If the court rules against Trump, it would be a major hit for one of his biggest policy changes, coming after the court struck down his tariffs, another of his signature policies. It would likely anger the president, who earlier this week claimed that other countries are “selling citizenships” to the US and attacked the federal court system as “stupid” on Truth Social.
Democratic state attorneys general and advocacy groups immediately filed lawsuits against the order, arguing it extends beyond Trump’s authority.
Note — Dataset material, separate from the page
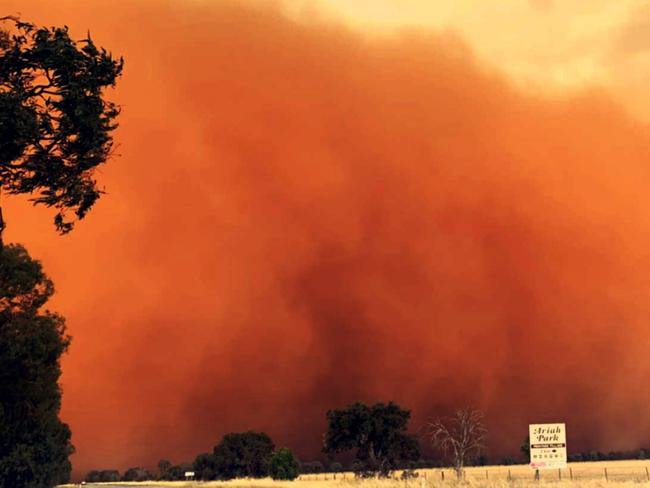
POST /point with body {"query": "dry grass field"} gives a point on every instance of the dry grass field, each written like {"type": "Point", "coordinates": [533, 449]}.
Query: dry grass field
{"type": "Point", "coordinates": [590, 475]}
The supreme court will hear Trump v Barbara, a class action brought by parents of children who would be affected by the change.
“This Order seeks to strip away the ‘priceless treasure’ of citizenship … threatening them with a lifetime of exclusion from society and fear of deportation from the only country they have ever known,” the American Civil Liberties Union (ACLU) wrote in its initial filing of the class action case in federal court in New Hampshire last year. “But that is illegal. The Constitution and Congress – not President Trump – dictate who is entitled to full membership in American society.”
The 14th amendment, adopted in 1868 during the reconstruction era after the US civil war to codify the rights of Black Americans and reverse the Dred Scott decision, confers citizenship to “all persons born or naturalized in the United States, and subject to the jurisdiction thereof”.
The Trump administration argues the phrase “subject to the jurisdiction thereof” means babies born in the US to people who are not lawfully present in the country are not citizens. The executive order says this includes when neither of a person’s parents were US citizens or lawful permanent residents, or if a parent has legal, but temporary, status.
The order would apply to those born in the US after 19 February 2025. The Migration Policy Institute estimated this change would increase the population of unauthorized immigrants significantly – “by an additional 2.7 million by 2045 and by 5.4 million by 2075”, a projection released last May said, based on an average of about 255,000 children born under these parameters each year.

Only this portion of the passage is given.